Amazon AWS case study for Gazemetrix

May 16, 2013 at 10:51 am (Uncategorized)

Gazemetrix allows brands to find out when pictures of their products appear on social media. We process millions of images everyday using image processing algorithms and match these images against a set of logos. This is a compute and IO intensive process and we decided Amazon would be the best platform to build our infrastructure on. Amazon has also been very generous to provide us with credits from time to time to make sure that we as a young startup can focus on our customers and buiness properly.

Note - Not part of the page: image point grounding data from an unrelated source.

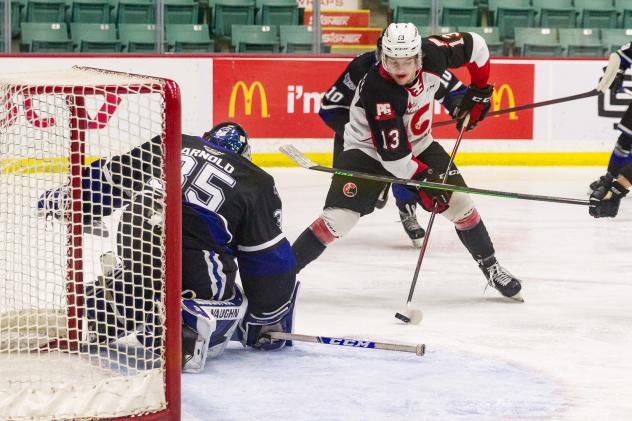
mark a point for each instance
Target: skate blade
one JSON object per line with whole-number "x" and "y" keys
{"x": 517, "y": 297}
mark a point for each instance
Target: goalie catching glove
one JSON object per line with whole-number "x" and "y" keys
{"x": 476, "y": 102}
{"x": 253, "y": 328}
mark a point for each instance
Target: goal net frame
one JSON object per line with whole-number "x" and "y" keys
{"x": 70, "y": 333}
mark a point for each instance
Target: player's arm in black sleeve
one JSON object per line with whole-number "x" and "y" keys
{"x": 450, "y": 92}
{"x": 334, "y": 107}
{"x": 384, "y": 106}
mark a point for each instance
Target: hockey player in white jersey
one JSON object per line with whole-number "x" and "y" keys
{"x": 389, "y": 133}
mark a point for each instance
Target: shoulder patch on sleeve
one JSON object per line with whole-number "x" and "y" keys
{"x": 383, "y": 111}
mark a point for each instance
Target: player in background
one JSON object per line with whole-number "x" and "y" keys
{"x": 606, "y": 198}
{"x": 231, "y": 221}
{"x": 612, "y": 79}
{"x": 390, "y": 134}
{"x": 334, "y": 111}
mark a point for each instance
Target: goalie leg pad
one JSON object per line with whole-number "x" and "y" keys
{"x": 207, "y": 327}
{"x": 621, "y": 155}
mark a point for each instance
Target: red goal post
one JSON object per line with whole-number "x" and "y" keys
{"x": 52, "y": 126}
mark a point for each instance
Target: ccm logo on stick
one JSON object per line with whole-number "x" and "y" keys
{"x": 348, "y": 342}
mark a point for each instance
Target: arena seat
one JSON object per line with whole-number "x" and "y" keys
{"x": 277, "y": 12}
{"x": 189, "y": 38}
{"x": 597, "y": 13}
{"x": 137, "y": 37}
{"x": 255, "y": 39}
{"x": 45, "y": 37}
{"x": 490, "y": 35}
{"x": 95, "y": 38}
{"x": 510, "y": 14}
{"x": 555, "y": 13}
{"x": 538, "y": 42}
{"x": 458, "y": 13}
{"x": 580, "y": 42}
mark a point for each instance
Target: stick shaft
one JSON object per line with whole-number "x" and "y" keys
{"x": 418, "y": 349}
{"x": 298, "y": 157}
{"x": 528, "y": 106}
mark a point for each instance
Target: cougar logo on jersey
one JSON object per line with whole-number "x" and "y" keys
{"x": 278, "y": 215}
{"x": 383, "y": 111}
{"x": 417, "y": 88}
{"x": 350, "y": 189}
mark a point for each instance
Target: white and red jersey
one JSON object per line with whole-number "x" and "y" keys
{"x": 392, "y": 123}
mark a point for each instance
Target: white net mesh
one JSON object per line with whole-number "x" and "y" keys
{"x": 81, "y": 298}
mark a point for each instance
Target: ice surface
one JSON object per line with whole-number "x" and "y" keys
{"x": 562, "y": 355}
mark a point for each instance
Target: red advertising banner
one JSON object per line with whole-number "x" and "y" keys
{"x": 345, "y": 18}
{"x": 351, "y": 36}
{"x": 514, "y": 84}
{"x": 280, "y": 97}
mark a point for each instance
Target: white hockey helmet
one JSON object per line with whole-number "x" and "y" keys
{"x": 401, "y": 40}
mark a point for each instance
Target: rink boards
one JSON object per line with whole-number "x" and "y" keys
{"x": 277, "y": 99}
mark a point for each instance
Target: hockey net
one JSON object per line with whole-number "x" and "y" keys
{"x": 52, "y": 366}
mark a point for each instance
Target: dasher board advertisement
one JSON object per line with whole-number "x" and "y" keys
{"x": 250, "y": 90}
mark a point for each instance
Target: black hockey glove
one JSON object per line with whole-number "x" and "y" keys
{"x": 605, "y": 200}
{"x": 476, "y": 102}
{"x": 617, "y": 82}
{"x": 428, "y": 197}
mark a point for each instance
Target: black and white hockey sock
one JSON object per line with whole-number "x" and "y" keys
{"x": 477, "y": 241}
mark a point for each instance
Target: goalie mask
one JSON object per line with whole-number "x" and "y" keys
{"x": 400, "y": 41}
{"x": 230, "y": 136}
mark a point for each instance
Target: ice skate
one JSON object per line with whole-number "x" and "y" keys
{"x": 500, "y": 278}
{"x": 415, "y": 232}
{"x": 382, "y": 199}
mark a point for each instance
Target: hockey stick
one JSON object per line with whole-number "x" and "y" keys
{"x": 419, "y": 349}
{"x": 588, "y": 94}
{"x": 299, "y": 158}
{"x": 410, "y": 314}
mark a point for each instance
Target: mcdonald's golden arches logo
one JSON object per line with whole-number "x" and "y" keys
{"x": 248, "y": 92}
{"x": 497, "y": 99}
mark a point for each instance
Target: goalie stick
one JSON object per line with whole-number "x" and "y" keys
{"x": 419, "y": 349}
{"x": 588, "y": 94}
{"x": 299, "y": 158}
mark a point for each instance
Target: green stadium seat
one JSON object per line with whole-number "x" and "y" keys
{"x": 414, "y": 11}
{"x": 581, "y": 42}
{"x": 181, "y": 12}
{"x": 296, "y": 38}
{"x": 45, "y": 37}
{"x": 624, "y": 7}
{"x": 490, "y": 35}
{"x": 277, "y": 12}
{"x": 189, "y": 39}
{"x": 597, "y": 13}
{"x": 15, "y": 17}
{"x": 555, "y": 13}
{"x": 510, "y": 14}
{"x": 458, "y": 13}
{"x": 227, "y": 13}
{"x": 538, "y": 42}
{"x": 45, "y": 11}
{"x": 90, "y": 11}
{"x": 95, "y": 38}
{"x": 255, "y": 39}
{"x": 613, "y": 39}
{"x": 134, "y": 11}
{"x": 138, "y": 37}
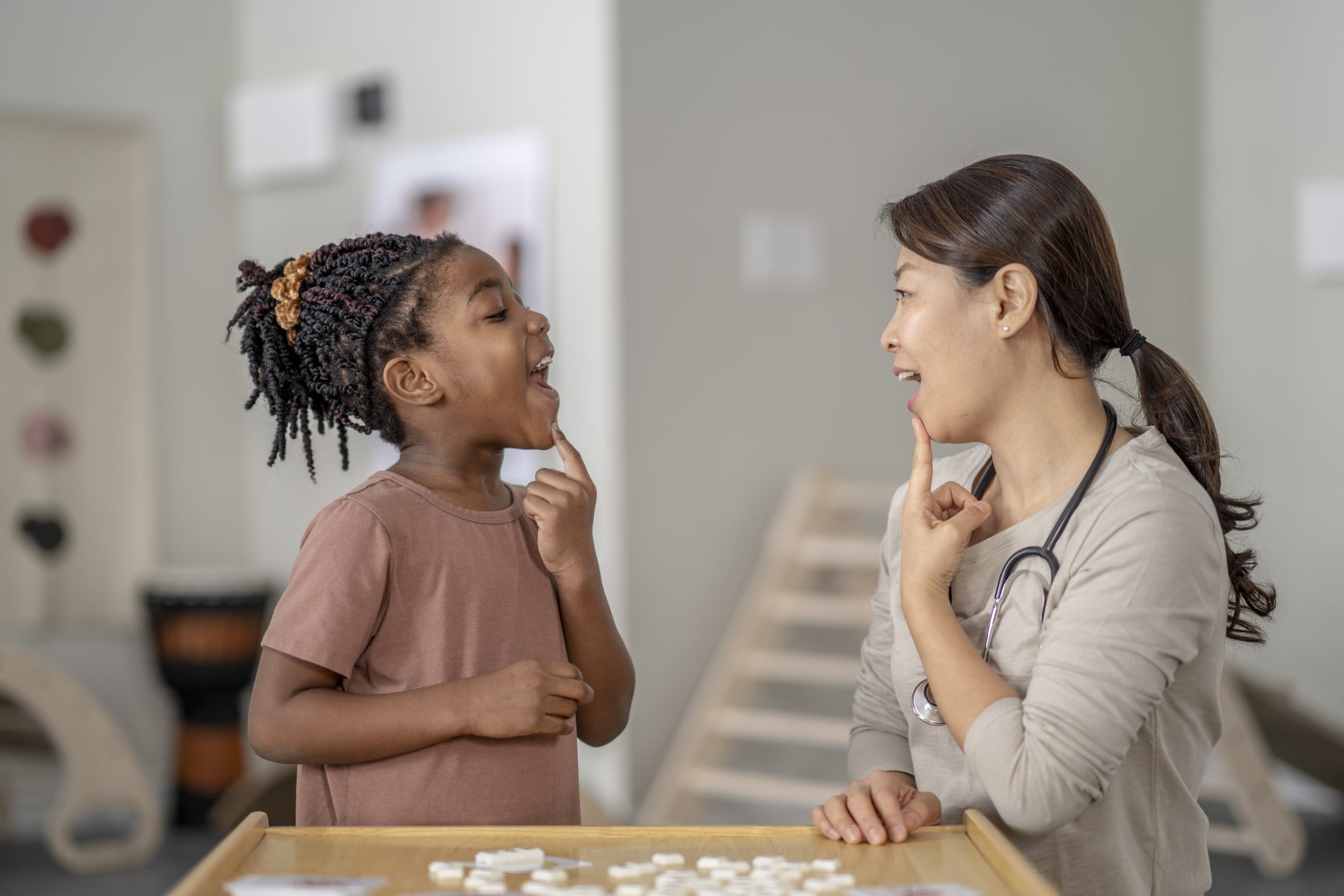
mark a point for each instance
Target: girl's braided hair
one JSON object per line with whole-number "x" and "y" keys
{"x": 359, "y": 304}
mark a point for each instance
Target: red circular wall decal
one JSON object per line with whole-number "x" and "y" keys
{"x": 49, "y": 229}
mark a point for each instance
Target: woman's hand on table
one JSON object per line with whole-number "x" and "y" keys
{"x": 935, "y": 527}
{"x": 886, "y": 805}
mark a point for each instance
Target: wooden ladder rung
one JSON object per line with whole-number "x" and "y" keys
{"x": 839, "y": 551}
{"x": 783, "y": 727}
{"x": 802, "y": 668}
{"x": 760, "y": 789}
{"x": 808, "y": 609}
{"x": 861, "y": 495}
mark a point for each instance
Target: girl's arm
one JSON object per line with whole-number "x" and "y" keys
{"x": 298, "y": 715}
{"x": 562, "y": 507}
{"x": 596, "y": 646}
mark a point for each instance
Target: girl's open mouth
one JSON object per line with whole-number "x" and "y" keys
{"x": 539, "y": 374}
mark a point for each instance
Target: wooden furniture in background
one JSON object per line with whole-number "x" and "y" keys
{"x": 1267, "y": 828}
{"x": 101, "y": 774}
{"x": 975, "y": 855}
{"x": 780, "y": 687}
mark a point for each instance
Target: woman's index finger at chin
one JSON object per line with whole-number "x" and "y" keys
{"x": 921, "y": 465}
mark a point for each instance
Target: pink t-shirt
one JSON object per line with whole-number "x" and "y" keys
{"x": 395, "y": 589}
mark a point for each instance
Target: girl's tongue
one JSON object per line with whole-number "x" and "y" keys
{"x": 538, "y": 379}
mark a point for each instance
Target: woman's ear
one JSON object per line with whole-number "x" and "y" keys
{"x": 1014, "y": 298}
{"x": 407, "y": 381}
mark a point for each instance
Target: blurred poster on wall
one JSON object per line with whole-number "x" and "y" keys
{"x": 492, "y": 191}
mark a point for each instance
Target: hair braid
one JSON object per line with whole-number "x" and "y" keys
{"x": 361, "y": 305}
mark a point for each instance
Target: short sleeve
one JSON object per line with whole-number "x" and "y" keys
{"x": 336, "y": 592}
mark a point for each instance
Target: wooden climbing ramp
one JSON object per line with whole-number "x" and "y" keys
{"x": 767, "y": 733}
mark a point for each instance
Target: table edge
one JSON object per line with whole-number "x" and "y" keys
{"x": 574, "y": 831}
{"x": 229, "y": 852}
{"x": 1007, "y": 860}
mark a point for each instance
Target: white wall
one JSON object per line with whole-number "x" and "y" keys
{"x": 165, "y": 66}
{"x": 1273, "y": 75}
{"x": 456, "y": 68}
{"x": 828, "y": 110}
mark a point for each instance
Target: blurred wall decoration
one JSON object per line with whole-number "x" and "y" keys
{"x": 74, "y": 249}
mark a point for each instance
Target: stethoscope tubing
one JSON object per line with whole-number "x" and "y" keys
{"x": 921, "y": 701}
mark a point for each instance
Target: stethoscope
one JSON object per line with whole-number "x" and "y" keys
{"x": 923, "y": 703}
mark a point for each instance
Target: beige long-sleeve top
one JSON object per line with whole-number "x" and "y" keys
{"x": 1094, "y": 770}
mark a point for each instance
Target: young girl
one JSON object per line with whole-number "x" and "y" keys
{"x": 418, "y": 665}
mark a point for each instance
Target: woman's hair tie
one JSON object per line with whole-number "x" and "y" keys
{"x": 1128, "y": 349}
{"x": 285, "y": 292}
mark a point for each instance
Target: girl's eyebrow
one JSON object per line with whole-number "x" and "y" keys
{"x": 490, "y": 283}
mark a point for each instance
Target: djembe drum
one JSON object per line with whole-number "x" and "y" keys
{"x": 206, "y": 632}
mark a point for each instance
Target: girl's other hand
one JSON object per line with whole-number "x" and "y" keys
{"x": 562, "y": 507}
{"x": 883, "y": 807}
{"x": 935, "y": 525}
{"x": 527, "y": 698}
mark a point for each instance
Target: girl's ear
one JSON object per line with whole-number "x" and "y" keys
{"x": 407, "y": 381}
{"x": 1014, "y": 297}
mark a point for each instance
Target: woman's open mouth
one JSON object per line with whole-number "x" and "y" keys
{"x": 907, "y": 376}
{"x": 539, "y": 374}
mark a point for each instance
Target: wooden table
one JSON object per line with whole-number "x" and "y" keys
{"x": 975, "y": 855}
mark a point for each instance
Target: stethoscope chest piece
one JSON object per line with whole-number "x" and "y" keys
{"x": 921, "y": 701}
{"x": 924, "y": 707}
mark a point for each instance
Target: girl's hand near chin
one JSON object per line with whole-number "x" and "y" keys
{"x": 562, "y": 504}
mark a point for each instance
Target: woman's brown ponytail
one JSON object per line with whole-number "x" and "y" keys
{"x": 1037, "y": 213}
{"x": 1172, "y": 404}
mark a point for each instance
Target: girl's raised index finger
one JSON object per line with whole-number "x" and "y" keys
{"x": 570, "y": 456}
{"x": 921, "y": 466}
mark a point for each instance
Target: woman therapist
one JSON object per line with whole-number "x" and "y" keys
{"x": 1086, "y": 724}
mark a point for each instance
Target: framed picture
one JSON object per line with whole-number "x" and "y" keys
{"x": 492, "y": 191}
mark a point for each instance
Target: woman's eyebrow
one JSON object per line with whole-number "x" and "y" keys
{"x": 490, "y": 283}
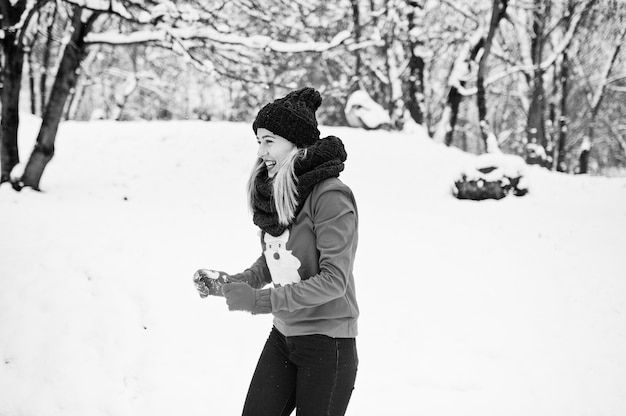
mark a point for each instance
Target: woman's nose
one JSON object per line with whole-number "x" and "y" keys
{"x": 261, "y": 151}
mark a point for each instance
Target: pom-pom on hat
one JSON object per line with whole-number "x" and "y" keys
{"x": 292, "y": 117}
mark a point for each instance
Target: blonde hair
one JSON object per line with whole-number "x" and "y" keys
{"x": 284, "y": 186}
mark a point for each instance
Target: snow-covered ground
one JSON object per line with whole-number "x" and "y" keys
{"x": 510, "y": 307}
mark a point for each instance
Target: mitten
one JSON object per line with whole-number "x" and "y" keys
{"x": 209, "y": 282}
{"x": 242, "y": 297}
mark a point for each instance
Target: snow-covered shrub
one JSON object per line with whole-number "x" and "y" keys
{"x": 492, "y": 176}
{"x": 362, "y": 111}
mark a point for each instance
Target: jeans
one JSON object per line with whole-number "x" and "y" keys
{"x": 314, "y": 374}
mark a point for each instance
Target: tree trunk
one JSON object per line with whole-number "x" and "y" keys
{"x": 356, "y": 21}
{"x": 535, "y": 127}
{"x": 457, "y": 79}
{"x": 45, "y": 67}
{"x": 65, "y": 80}
{"x": 499, "y": 8}
{"x": 560, "y": 146}
{"x": 10, "y": 96}
{"x": 415, "y": 97}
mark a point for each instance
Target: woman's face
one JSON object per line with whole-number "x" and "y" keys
{"x": 273, "y": 149}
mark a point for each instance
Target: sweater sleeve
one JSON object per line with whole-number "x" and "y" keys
{"x": 257, "y": 275}
{"x": 335, "y": 226}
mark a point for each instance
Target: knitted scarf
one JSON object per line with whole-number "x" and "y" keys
{"x": 324, "y": 159}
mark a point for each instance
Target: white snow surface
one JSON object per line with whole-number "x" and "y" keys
{"x": 514, "y": 307}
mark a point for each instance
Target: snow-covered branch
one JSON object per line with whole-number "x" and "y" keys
{"x": 191, "y": 33}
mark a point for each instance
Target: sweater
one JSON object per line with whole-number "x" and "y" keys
{"x": 310, "y": 266}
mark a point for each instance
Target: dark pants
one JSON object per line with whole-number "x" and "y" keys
{"x": 312, "y": 373}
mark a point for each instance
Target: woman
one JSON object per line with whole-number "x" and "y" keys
{"x": 308, "y": 220}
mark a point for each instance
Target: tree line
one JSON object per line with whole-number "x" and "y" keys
{"x": 544, "y": 79}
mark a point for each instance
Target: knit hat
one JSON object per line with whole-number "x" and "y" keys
{"x": 292, "y": 117}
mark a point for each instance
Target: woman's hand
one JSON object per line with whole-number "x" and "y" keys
{"x": 210, "y": 282}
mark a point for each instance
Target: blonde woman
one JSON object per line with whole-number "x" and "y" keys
{"x": 309, "y": 226}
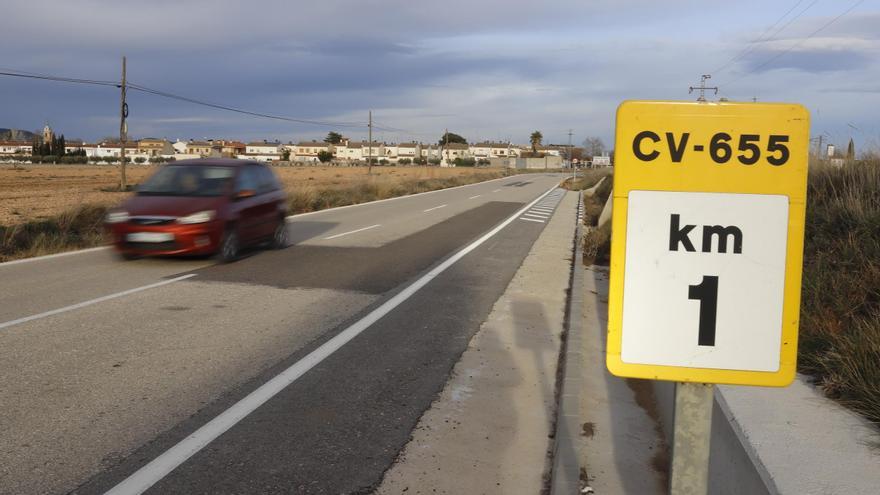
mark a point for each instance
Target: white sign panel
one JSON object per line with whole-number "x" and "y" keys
{"x": 704, "y": 279}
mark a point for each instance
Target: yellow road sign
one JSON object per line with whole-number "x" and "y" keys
{"x": 707, "y": 244}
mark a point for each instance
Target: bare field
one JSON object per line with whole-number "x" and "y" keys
{"x": 35, "y": 192}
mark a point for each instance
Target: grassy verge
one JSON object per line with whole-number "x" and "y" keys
{"x": 597, "y": 240}
{"x": 77, "y": 228}
{"x": 81, "y": 227}
{"x": 304, "y": 199}
{"x": 840, "y": 309}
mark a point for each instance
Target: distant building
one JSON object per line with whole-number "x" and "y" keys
{"x": 231, "y": 149}
{"x": 15, "y": 148}
{"x": 48, "y": 134}
{"x": 204, "y": 149}
{"x": 263, "y": 151}
{"x": 155, "y": 147}
{"x": 307, "y": 151}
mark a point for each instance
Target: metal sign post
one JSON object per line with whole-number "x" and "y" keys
{"x": 691, "y": 439}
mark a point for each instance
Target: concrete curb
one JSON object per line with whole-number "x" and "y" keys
{"x": 565, "y": 473}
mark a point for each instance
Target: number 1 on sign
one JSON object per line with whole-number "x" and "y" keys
{"x": 707, "y": 293}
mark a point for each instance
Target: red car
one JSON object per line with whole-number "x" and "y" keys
{"x": 207, "y": 206}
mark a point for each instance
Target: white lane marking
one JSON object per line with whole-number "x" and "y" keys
{"x": 50, "y": 256}
{"x": 159, "y": 467}
{"x": 352, "y": 232}
{"x": 94, "y": 301}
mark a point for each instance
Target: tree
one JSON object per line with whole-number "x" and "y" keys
{"x": 593, "y": 146}
{"x": 452, "y": 138}
{"x": 333, "y": 138}
{"x": 535, "y": 139}
{"x": 324, "y": 156}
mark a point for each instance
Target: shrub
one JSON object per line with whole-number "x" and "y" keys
{"x": 840, "y": 308}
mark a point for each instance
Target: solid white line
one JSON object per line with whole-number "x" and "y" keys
{"x": 352, "y": 232}
{"x": 49, "y": 256}
{"x": 159, "y": 467}
{"x": 94, "y": 301}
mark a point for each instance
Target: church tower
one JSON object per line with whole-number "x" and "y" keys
{"x": 48, "y": 134}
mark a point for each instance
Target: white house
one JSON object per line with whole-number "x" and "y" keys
{"x": 357, "y": 151}
{"x": 262, "y": 151}
{"x": 15, "y": 148}
{"x": 487, "y": 150}
{"x": 307, "y": 151}
{"x": 452, "y": 151}
{"x": 179, "y": 147}
{"x": 409, "y": 151}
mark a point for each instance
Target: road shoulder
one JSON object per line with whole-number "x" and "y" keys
{"x": 491, "y": 429}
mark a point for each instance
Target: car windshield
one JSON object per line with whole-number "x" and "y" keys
{"x": 188, "y": 180}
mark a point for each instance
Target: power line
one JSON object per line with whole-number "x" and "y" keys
{"x": 195, "y": 101}
{"x": 58, "y": 78}
{"x": 760, "y": 39}
{"x": 218, "y": 106}
{"x": 796, "y": 44}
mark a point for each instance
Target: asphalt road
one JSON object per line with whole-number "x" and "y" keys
{"x": 108, "y": 365}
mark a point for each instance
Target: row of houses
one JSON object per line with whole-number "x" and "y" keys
{"x": 306, "y": 151}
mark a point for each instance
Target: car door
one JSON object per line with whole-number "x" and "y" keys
{"x": 248, "y": 208}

We use the following Amazon AWS services:

  • EC2
  • S3
  • CloudWatch
  • Route 53
  • SES
  • SNS
  • Developer level paid support

We are a fan of spot instances of Amazon. They are a cheap way of doing large scale compute intensive work. We use the Amazon Auto-scaling API to spawn and terminate spot instances based on current CPU utilisation of the auto-scaling group. This roughly translates to “Scale up if more images are coming and scale down when lesser images are coming”. We get many more images during daytime in the US/Europe region and during that period our image processing cluster has the maximum number of instances spawned. Here is a graph to depict how the incoming image load varies and also our churn rate, and number of spot instances spawned at any given time:

Image

So as the above graph demonstrates, we use somewhere between 50 to 150 spot instances at any given time. Weekends are busier than weekdays since people like to take photographs when they are having fun.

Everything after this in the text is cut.